Showerman speaks on Folger edu-blog

Shakespeare Fellowship President Earl Showerman posted a comment about Greek influences in Hamlet to the Folger Shakespeare Library’s Making a Scene: Shakespeare in the Classroom educational blog on February 14, 2010. Showerman’s commentary supported a February 12, 2010 post by Folger Education Programs Administrative Assistant Caitlin Smith titled, “The Greeks and Shakespeare”.

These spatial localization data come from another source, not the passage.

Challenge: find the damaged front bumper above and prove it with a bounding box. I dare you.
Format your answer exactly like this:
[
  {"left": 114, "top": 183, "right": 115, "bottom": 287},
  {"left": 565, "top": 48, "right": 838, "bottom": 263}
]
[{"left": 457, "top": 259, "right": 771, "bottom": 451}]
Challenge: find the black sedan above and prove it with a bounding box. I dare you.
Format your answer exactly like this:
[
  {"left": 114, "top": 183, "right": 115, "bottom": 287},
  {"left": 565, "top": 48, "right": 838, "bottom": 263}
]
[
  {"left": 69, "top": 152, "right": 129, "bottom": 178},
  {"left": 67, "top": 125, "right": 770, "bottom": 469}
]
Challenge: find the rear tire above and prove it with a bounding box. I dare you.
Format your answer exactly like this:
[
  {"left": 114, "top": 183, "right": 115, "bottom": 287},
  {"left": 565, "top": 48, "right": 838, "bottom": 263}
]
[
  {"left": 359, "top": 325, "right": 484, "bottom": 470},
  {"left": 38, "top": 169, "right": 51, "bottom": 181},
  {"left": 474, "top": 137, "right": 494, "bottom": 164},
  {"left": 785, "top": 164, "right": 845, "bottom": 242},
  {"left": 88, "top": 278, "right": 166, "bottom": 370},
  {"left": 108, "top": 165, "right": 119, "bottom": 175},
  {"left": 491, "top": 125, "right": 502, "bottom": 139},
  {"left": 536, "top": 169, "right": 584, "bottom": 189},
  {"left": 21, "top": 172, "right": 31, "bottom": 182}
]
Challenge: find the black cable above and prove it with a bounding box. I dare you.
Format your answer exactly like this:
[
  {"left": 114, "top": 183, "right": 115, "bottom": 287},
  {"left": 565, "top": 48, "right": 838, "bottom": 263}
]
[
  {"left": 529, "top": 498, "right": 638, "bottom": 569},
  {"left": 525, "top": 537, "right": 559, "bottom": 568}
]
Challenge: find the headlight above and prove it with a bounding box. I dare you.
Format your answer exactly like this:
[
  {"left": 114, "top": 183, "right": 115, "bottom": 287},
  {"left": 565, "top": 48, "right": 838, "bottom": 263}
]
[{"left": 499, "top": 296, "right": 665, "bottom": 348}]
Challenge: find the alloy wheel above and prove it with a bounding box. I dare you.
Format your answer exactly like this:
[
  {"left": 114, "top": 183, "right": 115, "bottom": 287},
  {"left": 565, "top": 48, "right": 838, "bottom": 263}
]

In her discussion of Orestes in the February 12 post, Smith said:

Shakespeare’s plays, too, have a certain je ne sais quoi which allows them to stay present in the public eye, and even Shakespeare may have been influenced by Greek Tragedy.  Take, for example, HAMLET and ORESTES: They both involve the murder of a king by a relative. The protagonists find themselves denied their fathers’thrones by newly wedded couples. Both Orestes and Hamlet experience periods of madness, and their revenge takes the lives of both the mother and her new husband. Also, both stories place great emphasis on the importance of faithful friendship (in Plyades and Horatio) vs. seeming friendship (in Rosencrantz and Guildenstern, and Menelaus).

Showerman augmented Smith’s post with a lengthy and specific commentary on Hamlet‘s Greek influences, and closed with the request:

Is it not time that Jonson’s misleading claim of Shakespeare’s ‘lesse Greek’ as regards Euripides’ influence on the playwright be broadly challenged by the academy?